她不喜歡新鮮的事物,不喜歡挑戰,沒有太大的野心,喜歡安逸,可能有些類似許三多,每到一個新環境,她都很難適應,都如同刀山火海滾了一遭般,一旦適應了她又不喜歡更換。
在不影響自己布局的前提下,這樣的‘總部’,離母親近一些,她喜歡在安順街生活,那就讓她在這安心的生活。

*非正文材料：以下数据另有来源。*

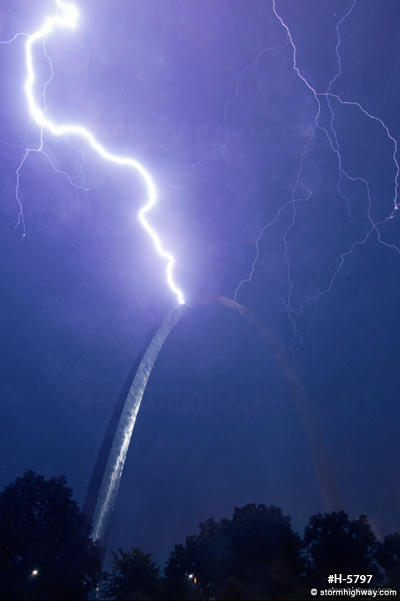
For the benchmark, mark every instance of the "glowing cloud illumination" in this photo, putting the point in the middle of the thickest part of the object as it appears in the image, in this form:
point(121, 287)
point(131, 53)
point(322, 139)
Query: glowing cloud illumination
point(67, 17)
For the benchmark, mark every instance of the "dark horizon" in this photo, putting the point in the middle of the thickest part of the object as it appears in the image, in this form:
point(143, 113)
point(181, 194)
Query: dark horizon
point(259, 202)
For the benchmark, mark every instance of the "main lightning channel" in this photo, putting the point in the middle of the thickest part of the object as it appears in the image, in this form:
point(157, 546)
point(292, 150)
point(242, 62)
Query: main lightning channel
point(67, 17)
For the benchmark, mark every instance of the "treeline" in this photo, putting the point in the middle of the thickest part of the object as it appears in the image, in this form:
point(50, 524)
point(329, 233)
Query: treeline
point(46, 553)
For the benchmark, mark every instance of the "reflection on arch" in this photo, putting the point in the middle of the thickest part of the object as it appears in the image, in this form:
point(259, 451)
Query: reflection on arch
point(103, 488)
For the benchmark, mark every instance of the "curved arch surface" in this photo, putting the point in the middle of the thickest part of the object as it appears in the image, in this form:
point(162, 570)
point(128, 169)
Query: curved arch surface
point(103, 488)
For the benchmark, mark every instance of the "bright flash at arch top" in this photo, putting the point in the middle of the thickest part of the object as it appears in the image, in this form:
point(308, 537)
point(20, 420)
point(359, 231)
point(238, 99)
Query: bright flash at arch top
point(67, 16)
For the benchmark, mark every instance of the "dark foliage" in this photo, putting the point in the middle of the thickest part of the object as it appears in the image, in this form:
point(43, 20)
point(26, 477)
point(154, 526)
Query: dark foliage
point(134, 576)
point(336, 545)
point(388, 556)
point(255, 555)
point(42, 529)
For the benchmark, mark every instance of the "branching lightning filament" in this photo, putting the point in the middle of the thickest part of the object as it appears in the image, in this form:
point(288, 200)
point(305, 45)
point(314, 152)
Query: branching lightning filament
point(67, 17)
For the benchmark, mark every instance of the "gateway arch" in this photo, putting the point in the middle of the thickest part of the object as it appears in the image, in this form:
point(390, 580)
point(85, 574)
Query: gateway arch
point(103, 487)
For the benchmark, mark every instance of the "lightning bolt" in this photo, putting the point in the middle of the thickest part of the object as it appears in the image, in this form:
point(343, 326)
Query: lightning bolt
point(301, 194)
point(67, 17)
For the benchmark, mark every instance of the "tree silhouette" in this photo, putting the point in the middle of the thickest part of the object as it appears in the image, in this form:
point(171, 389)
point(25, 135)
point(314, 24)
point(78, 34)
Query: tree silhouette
point(254, 555)
point(45, 547)
point(388, 556)
point(134, 576)
point(336, 545)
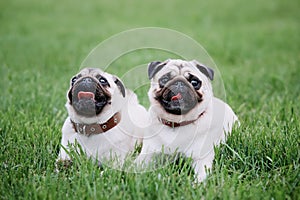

如果在這個大院開一個面對著安順街的后門,那她只需要走路幾分鐘,即可走到‘鮮時光’,走到她位于老房子的二樓家中。
魏濤沒有說這個原因,估計說出來,可能也沒幾個人相信,看著面前的母親和大姨四姨,他不反駁,只是告訴母親,到時候五樓我們自己住,樓頂我們跟規劃部門聯系一下,蓋一些屬于我們私家的東西,跟五樓上下暢通的別墅、泳池、花園。
那畫面描述出來,周興蓮不禁喉嚨部位下意識吞咽了一下,一旁的周興蓉和周興菊也是一時之間語塞,那畫面想都不敢想,將別墅給建在五層建筑之上,這想法太獨特了。
“兒子,那錢也太多了,每年那么高的利息……”周興蓮眉宇之間滿是憂慮之色,她是真擔心兒子會因此沾染上麻煩。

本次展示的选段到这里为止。